Tra “principio di piacere” e” principio di realtà” sceglierà quest’ultimo che lo farà sentire più o meno adeguato alle richieste della società da cui dipende. Mentre l’ “Io” cercherà di parlare il linguaggio lucido e controllato della realtà sociale, come e quando parlerà l’”Es”? Nel quotidiano abbiamo già visto che troverà nel sintomo la sua manifestazione, nell’altra metà del tempo della nostra vita, il sonno, parlerà attraverso il sogno.


Il sonno, una vita parallela

Siamo portati a sottovalutare la parte notturna della nostra esistenza, la diamo per scontata e ci sembra meno importate di quella vigile, sembra non apportare contributi riconoscibili nella vita quotidiana.

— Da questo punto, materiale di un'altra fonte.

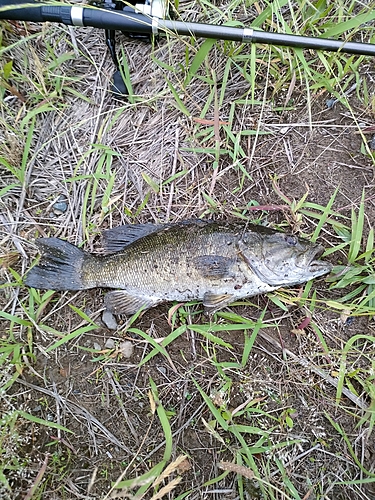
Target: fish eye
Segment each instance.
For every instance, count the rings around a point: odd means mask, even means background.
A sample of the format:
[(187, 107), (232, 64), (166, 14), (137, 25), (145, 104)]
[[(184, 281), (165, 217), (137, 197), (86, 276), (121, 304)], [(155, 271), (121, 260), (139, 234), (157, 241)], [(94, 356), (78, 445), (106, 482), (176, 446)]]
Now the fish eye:
[(298, 243), (297, 238), (295, 236), (291, 236), (290, 234), (286, 234), (284, 239), (288, 243), (288, 245), (291, 245), (293, 247), (295, 247)]

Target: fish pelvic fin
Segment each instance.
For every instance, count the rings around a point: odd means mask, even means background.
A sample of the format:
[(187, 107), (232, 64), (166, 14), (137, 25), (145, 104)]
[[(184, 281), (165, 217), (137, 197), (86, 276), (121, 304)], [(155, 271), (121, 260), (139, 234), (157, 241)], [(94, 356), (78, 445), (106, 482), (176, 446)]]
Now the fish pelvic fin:
[(203, 297), (204, 313), (212, 316), (215, 312), (233, 302), (233, 295), (206, 292)]
[(39, 238), (39, 264), (27, 273), (25, 284), (42, 290), (84, 290), (82, 265), (89, 254), (59, 238)]

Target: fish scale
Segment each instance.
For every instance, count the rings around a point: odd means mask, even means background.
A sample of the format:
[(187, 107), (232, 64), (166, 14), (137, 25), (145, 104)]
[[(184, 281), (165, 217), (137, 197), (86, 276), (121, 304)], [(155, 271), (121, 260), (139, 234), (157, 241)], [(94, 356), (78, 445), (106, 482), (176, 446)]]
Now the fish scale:
[[(178, 229), (154, 233), (117, 254), (88, 259), (83, 265), (83, 282), (87, 288), (107, 287), (108, 283), (111, 287), (123, 288), (126, 284), (127, 290), (147, 290), (161, 295), (171, 294), (171, 286), (174, 286), (178, 300), (180, 295), (191, 299), (197, 294), (202, 296), (208, 288), (228, 281), (234, 283), (236, 278), (237, 281), (244, 279), (239, 269), (241, 259), (235, 247), (236, 232), (219, 233), (212, 232), (210, 226), (198, 227), (191, 238), (189, 231), (181, 233)], [(202, 280), (202, 269), (195, 263), (200, 257), (212, 256), (214, 260), (218, 248), (218, 257), (228, 259), (232, 266), (226, 277), (219, 279), (215, 274), (207, 276), (206, 273), (206, 280)], [(251, 271), (248, 274), (253, 275)], [(200, 292), (201, 288), (204, 292)]]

In realtà, il mondo del sonno è una vera e propria vita parallela, mossa da intenti ben precisi e creatrice inesauribile di scene e personaggi attraverso i quali realizzarli ingegnosamente.


Il sogno

Il sogno ci permette di rielaborare e rimettere in discussione tutto ciò che di non risolto ci portiamo dietro dal tempo più lontano al tempo più recente.

Quale migliore testimone parlante per la verità del nostro inconscio?

E, tuttavia, il sogno come il sintomo parla un linguaggio “strano” di cui il soggetto stesso non si trova a dominare il significato; la ragione è la stessa in entrambi i casi: tramite il sogno la coscienza addormentata, non più vigile e impegnata a soddisfare la realtà, permette di parlare a quella parte repressa che la riguarda, ma chiedendole il compromesso di “svelare occultando”.


Il simbolo

Nel sogno il linguaggio è simbolico, i significati sono presentati in forma non esplicita, ma seguono un loro codice particolare che va interpretato.

Il soggetto, non potendo essere contemporaneamente avvocato di due padroni avversari, non può permettersi di nascondersi e insieme svelarsi, ed ecco che non può da solo capire ciò che l’inconscio gli sta portando all’attenzione col sogno.


Il sogno in psicoterapia

In un percorso di analisi, il sogno offre un meraviglioso contributo per svelare e sostenere la verità da reintegrare nella coscienza.

Lo psicoterapeuta, che diventa alleato della persona che segue nel suo cammino di crescita, avrà gli strumenti per capire il linguaggio dei suoi sogni e sostenerla a reintegrare la verità di cui ha bisogno per risanare la sua vita sofferente.

Il sogno, inoltre, sarà sempre un ottimo interlocutore con i suggerimenti e le interpretazioni del terapeuta. Se la direzione del lavoro sarà corretta, i sogni elaboreranno progressivamente scene di conferma la cui interpretazione “risuonerà” al paziente che si riconoscerà in essa e si sentirà progressivamente riconosciuto nella sua verità emergente. La reintegrazione dei veri bisogni vissuti finalmente come legittimi permetterà l’integrazione della personalità che acquisterà nuove forze, nuova stima e considerazione di se stessa.